Prince Jackson was slated to make his stage debut alongside his father Michael Jackson during his comeback tour in London last year, and while that moment never came due to Michael's death, his close friend Lionel Richie still believes a career in music is very possible for the 13-year-old.
“Blanket, 8, is a little too young, he’s a little overwhelmed with the whole scene but I think if anyone’s going to do it, it will be Prince. Paris, 12, is of course just a sweetheart,” Richie told Pop Tarts at the Country Music Hall of Fame and Museum’s “All for the Hall” fundraiser in Los Angeles last week. “But it’s so much pressure. I remember when Nicole (Richie) was growing up everyone was like, ‘are you going to be a singer?’ and the answer was just no. It was so much pressure. I didn’t push her.”
Richie also said that Jackson’s three children, who just started attending school for the first time in their lives this year (they were previously homeschooled), are finding the experience “great”, and he just hopes that they don’t succumb to the pressure of having to be like their father, should they decide to tackle entertainment industry careers.
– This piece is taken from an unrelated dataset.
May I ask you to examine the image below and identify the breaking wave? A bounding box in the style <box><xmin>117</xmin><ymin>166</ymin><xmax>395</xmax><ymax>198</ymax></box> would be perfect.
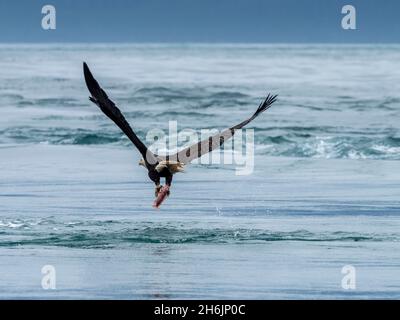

“We will discover in the future if that’s what they want to do, but what a great legacy to come from,” he continued. “But when you come from such a heavy beginning, sometimes we expect too much so we’ll see.”
On the subject of music and expectation, Richie also weighed on last week’s revelation that Steven Tyler and Jennifer Lopez have officially joined Randy Jackson to front the new “American Idol" judging panel. While he’s a fan of all three, he believes if someone doesn’t come forth as the Simon-like critic it could spell disaster.
“It is just diverse enough to be interesting; I think they did a good job. If you had asked me separately, I don’t know, but I saw them all together and it works. If they do it correctly they will create another personality,” Richie explained. “Somebody is going to emerge – maybe not as direct as Simon. It is like directing a Broadway musical or a movie. The first ‘James Bond’ did it this way, the second ‘James Bond’ did a different way – it isn’t quite as Sean Connery did it, but it’s a different thing and that’s what they are going to have to do. If not, it is going to be disastrous.”
And although it’s a smooth move from his day crooning for The Commodores, the 61-year-old is getting ready to release his first country album.
“I can’t believe it. I’ve been in Nashville for so long working on this record!” he exclaimed.